Speaking of past progress in civil rights, he said, “I thought we had some of those major victories. We finally crossed the threshold. […] But what I didn’t realize is you can defeat hate, but you can’t eliminate it.” He continued, “And when given oxygen by political leaders it comes out, ugly and mean as it was before. We can’t give it any oxygen. We have to step on it. We have to respond to it.”

“It’s not who we are,” he said. “It’s a minority, but if the majority doesn’t speak up it has a profound impact, as we’ve seen in the last few years.” He also, for pretty much the first time, got partisan and called out Republicans for blockading the Freedom to Vote and John Lewis Voting Rights Advancement Acts.

“Each and every time it gets to be brought up, that other team blocks the ability even to start to discuss it,” Biden said. “The team used to be called the Republican Party.”

Thursday’s announcement that he now supports stopping that blockade helps. In Monday’s letter, Schumer told Democrats that he will bring up the blocked bills and that the Senate would “consider changes to any rules which prevent us from debating and reaching final conclusion on important legislation” when Republicans inevitably block it.

“I would ask you to consider this question,” he wrote. “If the right to vote is the cornerstone of our democracy, then how can we in good conscience allow for a situation in which the Republican Party can debate and pass voter suppression laws at the state level with only a simple majority vote, but not allow the United States Senate to do the same?”

He also included a pointed message for both Sens. Joe Manchin and Kyrsten Sinema—and any anti-reform Democrats who’ve been hiding behind them. “I believe our constituents deserve to know which senators choose to hide behind ill-conceived and abused rules and which senators prefer to restore Senate floor procedures to better align with the founders’ intentions,” Schumer wrote. He also pointed out that the revered former Sen.
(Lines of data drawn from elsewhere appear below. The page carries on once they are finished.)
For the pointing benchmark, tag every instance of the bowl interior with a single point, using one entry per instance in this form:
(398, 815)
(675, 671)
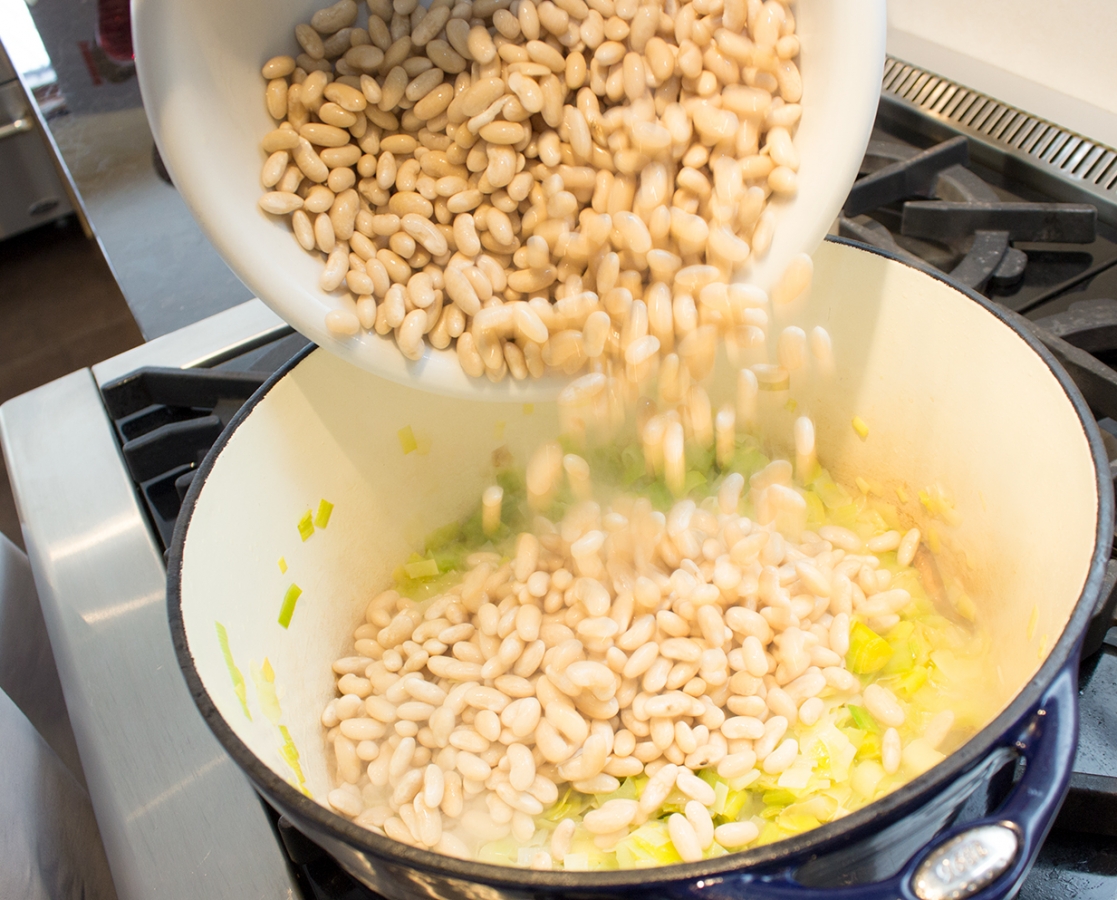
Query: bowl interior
(992, 428)
(199, 70)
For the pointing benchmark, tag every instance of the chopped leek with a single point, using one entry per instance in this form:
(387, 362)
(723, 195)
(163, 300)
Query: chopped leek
(421, 568)
(238, 680)
(868, 651)
(408, 442)
(306, 525)
(288, 604)
(322, 517)
(862, 718)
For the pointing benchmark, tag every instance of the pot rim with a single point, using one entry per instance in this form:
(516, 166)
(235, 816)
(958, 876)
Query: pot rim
(780, 854)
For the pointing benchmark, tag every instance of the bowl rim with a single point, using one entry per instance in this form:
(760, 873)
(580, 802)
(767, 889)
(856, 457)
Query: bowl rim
(304, 305)
(779, 855)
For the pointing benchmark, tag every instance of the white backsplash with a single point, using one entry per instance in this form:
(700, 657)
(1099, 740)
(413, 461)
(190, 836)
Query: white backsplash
(1055, 58)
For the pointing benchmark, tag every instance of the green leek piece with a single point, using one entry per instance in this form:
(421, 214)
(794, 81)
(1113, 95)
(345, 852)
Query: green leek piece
(422, 568)
(238, 680)
(289, 753)
(322, 517)
(306, 525)
(780, 796)
(650, 844)
(288, 604)
(693, 480)
(571, 805)
(862, 718)
(868, 651)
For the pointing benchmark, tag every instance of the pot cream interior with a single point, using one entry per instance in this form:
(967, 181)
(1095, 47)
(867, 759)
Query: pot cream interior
(952, 398)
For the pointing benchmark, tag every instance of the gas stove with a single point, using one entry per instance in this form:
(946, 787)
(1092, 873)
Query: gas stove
(1012, 206)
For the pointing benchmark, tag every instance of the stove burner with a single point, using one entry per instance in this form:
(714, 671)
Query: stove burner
(168, 419)
(958, 207)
Robert Byrd, whose seat Manchin now holds, said back in 1979 that sometimes Senate rules that seemed appropriate “must be changed to reflect changed circumstance.”

Whether the vote actually can happen as early as the first week of January—the Senate is scheduled to be back on Monday, Jan. 3—isn’t clear. A third Democrat, Sen. Chris Coons of Delaware, has tested positive for COVID-19.

In recent weeks I have been tested for COVID-19 regularly, both with rapid tests and PCR tests, and last night I got bad news – I tested positive. I have minimal symptoms so far and am optimistic I will recover well after isolating and following CDC guidelines.

— Senator Chris Coons (@ChrisCoons) December 23, 2021

Democrats Elizabeth Warren (MA) and Cory Booker (NJ) both said they had tested positive Sunday. That follows a marathon at the end of last week in which the Senate stayed in until the early hours of Saturday to pass a raft of nominations.